For shorter stays, Arab and Turkmen non-KRI Iraqi citizens must cross at one of the checkpoints along the heavily militarized intranational border between federal Iraq and the KRI, where they are singled out by their license plates or dialect. There, they undergo a security check, and if passed, they are issued a "security guarantee" allowing a stay of 30 days. Those entering via airports must visit a local Asayish office within 48 hours to complete the check.

For longer stays of up to one year, which may be renewed, non-KRI Iraqi citizens are required to obtain a residency card, similar to foreigners from other countries.

=== Foreigners ===
Foreigners may enter the Kurdistan Region through official border crossings (e.g.: Ibrahim Khalil, Haji Omeran, Faysh Khabur) with a valid passport and either a visa or KRI residency card. Similar to non-KRI registered Iraqi citizens, shorter stays require a temporary permit obtained at border crossings, while longer stays require a residency card.

=== Residency cards ===
For stays exceeding the 30-day limit of a temporary permit issued at border crossings, a residency card can be requested by non-KRI registered Iraqi citizens and foreigners. Historically, the residency card allowed stays of 3 to 12 months; however, as of 2017, it permits stays of 6 to 12 months. The residency card may be renewed.

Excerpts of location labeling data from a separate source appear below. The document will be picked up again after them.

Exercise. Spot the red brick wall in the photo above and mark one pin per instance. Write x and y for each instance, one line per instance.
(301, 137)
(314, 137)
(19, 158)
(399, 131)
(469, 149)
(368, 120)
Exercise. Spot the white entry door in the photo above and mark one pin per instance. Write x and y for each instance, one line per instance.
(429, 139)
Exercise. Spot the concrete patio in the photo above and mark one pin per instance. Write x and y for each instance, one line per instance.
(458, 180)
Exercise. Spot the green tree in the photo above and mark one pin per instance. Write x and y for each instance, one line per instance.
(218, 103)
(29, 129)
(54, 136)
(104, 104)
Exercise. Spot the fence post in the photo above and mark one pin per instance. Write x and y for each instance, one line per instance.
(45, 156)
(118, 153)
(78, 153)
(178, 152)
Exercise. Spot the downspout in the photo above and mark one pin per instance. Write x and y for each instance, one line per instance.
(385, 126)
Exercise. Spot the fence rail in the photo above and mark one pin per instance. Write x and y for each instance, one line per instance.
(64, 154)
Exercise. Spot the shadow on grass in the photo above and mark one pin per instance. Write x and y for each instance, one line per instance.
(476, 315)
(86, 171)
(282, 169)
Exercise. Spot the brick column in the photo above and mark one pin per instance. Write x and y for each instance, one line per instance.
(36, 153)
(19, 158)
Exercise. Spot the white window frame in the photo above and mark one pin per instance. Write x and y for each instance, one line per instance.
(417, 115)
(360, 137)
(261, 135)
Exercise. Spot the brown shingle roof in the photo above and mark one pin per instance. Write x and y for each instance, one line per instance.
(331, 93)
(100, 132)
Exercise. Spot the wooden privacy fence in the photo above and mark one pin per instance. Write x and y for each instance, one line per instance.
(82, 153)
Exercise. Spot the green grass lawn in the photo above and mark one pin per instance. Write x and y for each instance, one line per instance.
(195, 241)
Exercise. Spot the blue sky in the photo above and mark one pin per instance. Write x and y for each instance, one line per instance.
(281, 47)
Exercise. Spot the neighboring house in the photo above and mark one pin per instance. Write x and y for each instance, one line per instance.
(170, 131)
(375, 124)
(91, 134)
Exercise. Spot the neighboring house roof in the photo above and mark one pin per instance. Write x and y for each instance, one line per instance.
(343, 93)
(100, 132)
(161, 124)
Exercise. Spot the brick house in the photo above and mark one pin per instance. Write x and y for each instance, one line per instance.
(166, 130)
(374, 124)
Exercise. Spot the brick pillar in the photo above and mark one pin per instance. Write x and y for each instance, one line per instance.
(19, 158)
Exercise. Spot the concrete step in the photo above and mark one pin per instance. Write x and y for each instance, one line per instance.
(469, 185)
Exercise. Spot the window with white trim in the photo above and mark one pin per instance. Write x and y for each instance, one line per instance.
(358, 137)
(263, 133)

To obtain a residency card, applicants must meet the following requirements:

- Support letter from a sponsor in the Kurdistan Region and/or written personal guarantee from an Iraqi citizen in the KRI.
- Evidence of a blood test, which tests for HIV, hepatitis, and other infectious diseases.
- Approval by a local mukhtar (a community head) and Asayish following an interview at the local headquarters, covering the applicant's political orientation, occupation, and family ties.

- Citizens of certain countries require approval from the KRG Ministry of Labor and Social Affairs.

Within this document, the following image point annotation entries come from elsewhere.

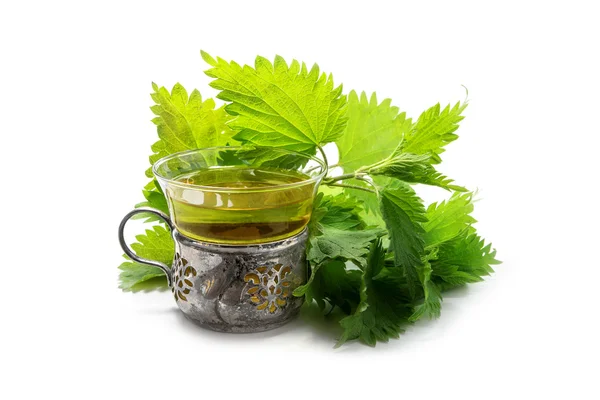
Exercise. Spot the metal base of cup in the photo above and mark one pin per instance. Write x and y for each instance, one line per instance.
(239, 288)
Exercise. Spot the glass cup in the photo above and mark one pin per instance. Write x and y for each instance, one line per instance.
(232, 195)
(238, 218)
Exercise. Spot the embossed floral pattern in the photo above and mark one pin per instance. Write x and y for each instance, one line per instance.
(182, 278)
(269, 286)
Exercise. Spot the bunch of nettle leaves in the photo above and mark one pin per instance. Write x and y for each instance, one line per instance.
(375, 251)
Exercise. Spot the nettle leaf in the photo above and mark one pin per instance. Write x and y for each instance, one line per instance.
(280, 105)
(134, 274)
(464, 259)
(186, 122)
(403, 213)
(383, 308)
(332, 283)
(337, 243)
(336, 231)
(367, 200)
(414, 168)
(155, 198)
(434, 129)
(156, 244)
(448, 219)
(432, 296)
(373, 131)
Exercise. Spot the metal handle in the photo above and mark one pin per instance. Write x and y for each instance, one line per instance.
(130, 252)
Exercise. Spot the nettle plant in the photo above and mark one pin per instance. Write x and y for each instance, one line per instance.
(376, 253)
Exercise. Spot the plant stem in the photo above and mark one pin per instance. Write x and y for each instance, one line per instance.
(350, 187)
(342, 177)
(324, 156)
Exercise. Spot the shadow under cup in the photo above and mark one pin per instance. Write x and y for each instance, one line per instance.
(238, 196)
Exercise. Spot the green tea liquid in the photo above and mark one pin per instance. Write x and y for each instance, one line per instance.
(241, 205)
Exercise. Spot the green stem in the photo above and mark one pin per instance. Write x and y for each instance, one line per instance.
(351, 187)
(352, 175)
(324, 156)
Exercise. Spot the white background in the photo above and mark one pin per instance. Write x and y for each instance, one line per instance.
(75, 137)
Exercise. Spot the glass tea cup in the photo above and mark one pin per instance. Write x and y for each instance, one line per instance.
(233, 195)
(238, 218)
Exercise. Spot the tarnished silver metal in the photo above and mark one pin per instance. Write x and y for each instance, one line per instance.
(233, 288)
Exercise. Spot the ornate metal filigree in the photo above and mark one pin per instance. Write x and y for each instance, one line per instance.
(182, 274)
(269, 287)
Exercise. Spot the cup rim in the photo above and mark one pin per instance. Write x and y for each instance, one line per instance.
(174, 182)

Employers, universities, schools or any offices of government can act as sponsors.

Holders of a residency card can apply to bring their family members to the Kurdistan Region. They may be able to apply for a job, enroll their children in public schools and have access to public healthcare services. The residency card is recognized only within the Kurdistan Region. The residency card may be retained for short-term travel outside the KRI. However, upon permanently leaving the KRI, it must be returned to the Residency Office or at the airport or border crossing.

A Kurdish individual born abroad to a family from the Kurdistan Region, does not require a residency card.